Autor: Ignacio Aguaded

¿Deben cobrar o no cobrar los revisores? El prestigio del árbitro científico

El papel de los revisores/as académicos en el ámbito de las publicaciones científicas se mueve aun en una profunda incertidumbre. La reivindicación para que esta figura se le reconozca su papel es sólida y adquiere cada vez más corpus y consenso.
Partiendo de la premisa de que la evaluación por pares −especialmente ciegos− es la base estructural en la que pivota la calidad de las publicaciones científicas de excelencia, la clarificación del protagonismo del revisor académico no debe estar en cuestión, sino que debe estar reconocido y prestigiado en todos los sistemas de evaluación que se precien.

Scientia

El debate, ya clásico, de si la revisión científica debe ser o no gratificada económicamente ha sido objeto de muchos debates y discusión de investigadores, sin encontrarse hasta ahora un consenso más o menos unánime en la comunidad científica.
La respuesta a esta simple pregunta requiere contextualizarla en un marco mucho más amplio, que supera la mera gratificación de siempre modestas aportaciones, cuando las hay, y que en ningún caso cubre la tarea, la responsabilidad, la formación y el prestigio previo requerido para acometerla.
Hay que enfocar la cuestión. El debate debe girar en torno al prestigio y reconocimiento del revisor como garante de la calidad de los trabajos que se publican, como autentico “portero de la ciencia” −en términos etnográficos, “gatekeeper” en inglés−. Su papel, lejos de ser secundario y baladí, garantiza la publicación de los mejores resultados de investigación, los más relevantes y originales, los más transferibles y significativos.
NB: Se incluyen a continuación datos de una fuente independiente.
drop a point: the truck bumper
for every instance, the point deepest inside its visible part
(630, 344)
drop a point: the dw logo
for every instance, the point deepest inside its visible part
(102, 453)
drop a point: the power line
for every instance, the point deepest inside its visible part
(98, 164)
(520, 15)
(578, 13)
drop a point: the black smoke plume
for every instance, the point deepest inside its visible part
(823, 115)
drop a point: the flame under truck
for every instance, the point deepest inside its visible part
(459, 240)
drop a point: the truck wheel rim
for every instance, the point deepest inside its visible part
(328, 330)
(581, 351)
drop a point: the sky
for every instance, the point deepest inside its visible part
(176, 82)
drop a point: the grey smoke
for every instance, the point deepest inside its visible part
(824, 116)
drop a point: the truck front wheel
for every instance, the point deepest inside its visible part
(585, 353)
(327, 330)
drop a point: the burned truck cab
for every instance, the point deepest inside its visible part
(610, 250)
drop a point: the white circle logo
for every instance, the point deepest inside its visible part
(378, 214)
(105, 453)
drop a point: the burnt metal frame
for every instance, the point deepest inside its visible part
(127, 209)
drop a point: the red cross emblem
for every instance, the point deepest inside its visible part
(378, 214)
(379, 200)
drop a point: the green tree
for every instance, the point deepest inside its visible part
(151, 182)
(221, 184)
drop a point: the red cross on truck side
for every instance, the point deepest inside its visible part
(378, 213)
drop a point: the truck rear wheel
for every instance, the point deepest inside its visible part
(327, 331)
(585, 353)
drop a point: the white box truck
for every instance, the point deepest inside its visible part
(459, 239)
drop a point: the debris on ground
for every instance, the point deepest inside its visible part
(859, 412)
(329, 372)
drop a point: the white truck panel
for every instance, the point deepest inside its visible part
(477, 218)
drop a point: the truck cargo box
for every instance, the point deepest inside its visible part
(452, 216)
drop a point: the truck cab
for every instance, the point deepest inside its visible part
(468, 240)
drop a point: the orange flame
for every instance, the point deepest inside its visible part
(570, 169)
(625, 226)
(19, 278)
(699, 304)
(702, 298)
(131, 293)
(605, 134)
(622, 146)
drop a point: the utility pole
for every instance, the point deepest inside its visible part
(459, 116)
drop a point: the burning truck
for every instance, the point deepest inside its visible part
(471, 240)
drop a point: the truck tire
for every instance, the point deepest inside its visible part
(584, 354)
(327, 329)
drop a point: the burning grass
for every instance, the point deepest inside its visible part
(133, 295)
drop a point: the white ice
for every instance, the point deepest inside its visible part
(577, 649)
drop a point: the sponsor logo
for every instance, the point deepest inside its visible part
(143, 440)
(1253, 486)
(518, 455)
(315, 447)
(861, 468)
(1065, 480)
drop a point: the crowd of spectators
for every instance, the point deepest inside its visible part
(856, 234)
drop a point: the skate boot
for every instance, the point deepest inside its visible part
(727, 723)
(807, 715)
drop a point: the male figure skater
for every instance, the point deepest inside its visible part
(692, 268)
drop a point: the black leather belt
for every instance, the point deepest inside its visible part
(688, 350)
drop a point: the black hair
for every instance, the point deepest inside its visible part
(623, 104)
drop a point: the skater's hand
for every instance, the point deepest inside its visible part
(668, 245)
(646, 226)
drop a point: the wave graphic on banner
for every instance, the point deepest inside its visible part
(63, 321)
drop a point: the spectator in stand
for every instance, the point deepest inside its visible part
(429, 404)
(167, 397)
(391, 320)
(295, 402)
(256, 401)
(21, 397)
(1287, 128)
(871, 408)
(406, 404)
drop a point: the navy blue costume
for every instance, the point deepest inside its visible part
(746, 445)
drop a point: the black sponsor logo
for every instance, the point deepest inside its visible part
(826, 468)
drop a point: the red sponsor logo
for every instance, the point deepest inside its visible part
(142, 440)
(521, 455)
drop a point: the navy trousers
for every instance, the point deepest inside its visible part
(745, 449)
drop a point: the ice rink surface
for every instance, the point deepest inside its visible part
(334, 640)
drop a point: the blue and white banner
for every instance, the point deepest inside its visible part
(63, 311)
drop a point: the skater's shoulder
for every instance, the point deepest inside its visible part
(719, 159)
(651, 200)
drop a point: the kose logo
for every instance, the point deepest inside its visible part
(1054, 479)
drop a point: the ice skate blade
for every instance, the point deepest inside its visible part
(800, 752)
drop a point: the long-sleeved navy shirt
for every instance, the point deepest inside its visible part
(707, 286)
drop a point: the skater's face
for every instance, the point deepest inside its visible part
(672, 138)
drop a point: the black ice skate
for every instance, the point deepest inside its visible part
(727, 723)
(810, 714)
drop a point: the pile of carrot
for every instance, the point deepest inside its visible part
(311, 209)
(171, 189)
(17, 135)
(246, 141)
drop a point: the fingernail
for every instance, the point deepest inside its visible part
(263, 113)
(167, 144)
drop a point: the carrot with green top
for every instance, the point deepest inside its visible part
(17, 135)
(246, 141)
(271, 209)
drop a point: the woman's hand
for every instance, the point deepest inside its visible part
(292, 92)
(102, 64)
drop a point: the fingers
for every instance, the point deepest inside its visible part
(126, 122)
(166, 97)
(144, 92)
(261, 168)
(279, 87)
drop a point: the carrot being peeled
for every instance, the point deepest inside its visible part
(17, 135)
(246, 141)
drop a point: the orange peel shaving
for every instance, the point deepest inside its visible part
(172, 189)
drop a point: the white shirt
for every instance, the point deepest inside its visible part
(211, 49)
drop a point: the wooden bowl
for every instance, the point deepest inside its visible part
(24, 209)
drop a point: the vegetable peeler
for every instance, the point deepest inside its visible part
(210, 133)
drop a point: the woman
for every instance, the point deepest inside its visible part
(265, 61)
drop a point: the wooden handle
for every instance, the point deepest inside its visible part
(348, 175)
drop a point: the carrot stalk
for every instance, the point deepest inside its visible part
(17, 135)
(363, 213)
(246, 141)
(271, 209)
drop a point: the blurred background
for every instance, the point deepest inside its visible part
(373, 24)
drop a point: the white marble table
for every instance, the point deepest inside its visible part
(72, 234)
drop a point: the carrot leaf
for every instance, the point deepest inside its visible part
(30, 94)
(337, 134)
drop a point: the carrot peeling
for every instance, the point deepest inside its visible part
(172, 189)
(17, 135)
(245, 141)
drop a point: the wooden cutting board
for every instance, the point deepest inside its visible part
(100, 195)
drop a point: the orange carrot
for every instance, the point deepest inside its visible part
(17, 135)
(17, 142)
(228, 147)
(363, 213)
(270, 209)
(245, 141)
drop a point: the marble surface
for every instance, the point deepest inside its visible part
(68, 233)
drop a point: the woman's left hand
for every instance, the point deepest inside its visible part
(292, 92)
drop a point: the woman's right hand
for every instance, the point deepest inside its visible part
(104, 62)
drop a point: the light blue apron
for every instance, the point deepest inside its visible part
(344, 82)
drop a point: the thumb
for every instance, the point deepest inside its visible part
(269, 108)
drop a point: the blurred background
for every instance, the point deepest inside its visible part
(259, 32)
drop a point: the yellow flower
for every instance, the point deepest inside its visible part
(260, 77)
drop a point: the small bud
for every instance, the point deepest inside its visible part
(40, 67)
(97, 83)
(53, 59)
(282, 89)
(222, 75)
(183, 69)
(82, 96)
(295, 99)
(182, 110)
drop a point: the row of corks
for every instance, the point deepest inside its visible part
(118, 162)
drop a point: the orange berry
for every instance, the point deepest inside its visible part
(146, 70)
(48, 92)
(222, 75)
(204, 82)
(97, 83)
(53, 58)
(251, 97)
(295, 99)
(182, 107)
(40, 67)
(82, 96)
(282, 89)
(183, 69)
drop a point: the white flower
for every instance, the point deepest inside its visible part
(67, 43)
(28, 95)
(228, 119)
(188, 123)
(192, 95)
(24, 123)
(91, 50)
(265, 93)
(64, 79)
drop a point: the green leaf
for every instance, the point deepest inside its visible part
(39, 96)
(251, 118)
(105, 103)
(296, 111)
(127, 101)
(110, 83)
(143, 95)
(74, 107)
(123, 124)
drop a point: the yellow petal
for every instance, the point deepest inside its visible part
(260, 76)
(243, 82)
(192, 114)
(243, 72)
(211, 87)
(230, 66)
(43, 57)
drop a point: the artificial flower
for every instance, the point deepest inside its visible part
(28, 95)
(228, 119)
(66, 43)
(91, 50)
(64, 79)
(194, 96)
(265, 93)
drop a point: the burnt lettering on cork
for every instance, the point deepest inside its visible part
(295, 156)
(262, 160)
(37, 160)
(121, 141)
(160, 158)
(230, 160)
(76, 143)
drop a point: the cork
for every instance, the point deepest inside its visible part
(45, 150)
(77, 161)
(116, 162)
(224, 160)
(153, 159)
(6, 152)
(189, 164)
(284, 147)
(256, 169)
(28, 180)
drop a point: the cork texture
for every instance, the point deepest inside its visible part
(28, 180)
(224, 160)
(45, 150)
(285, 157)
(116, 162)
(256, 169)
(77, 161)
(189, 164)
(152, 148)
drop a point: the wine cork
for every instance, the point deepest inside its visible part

Sin los revisores, los editores tendrían ante sí una labor inabarcable e imposible, porque solo desde la superespecialización, es posible una revisión científica objetiva y discriminatoria, centrada exclusivamente en los objetos investigados.
Teniendo como punto de partida, la esencialidad de los revisores, serán necesarias estrategias que permitan su reconocimiento. Obviamente una de ellas, puede ser el pago de emolumentos por la tarea realizada, pero si estos se produjesen deberían ser proporcionales a la tarea realizada y al bagaje previo exigible para acometerla. Transacciones ridículas o modestos bonos −cheques-regalo¬− para futuras APC −articles processing charges− son más denigrantes que la propia gratuidad porque, al menos en este caso, se valora el aporte intelectual como acción altruista a la comunidad científica y no como un pago “satisfecho” con un importe insignificante.
El pago por la tarea de la revisión científica también está condicionado por múltiples factores.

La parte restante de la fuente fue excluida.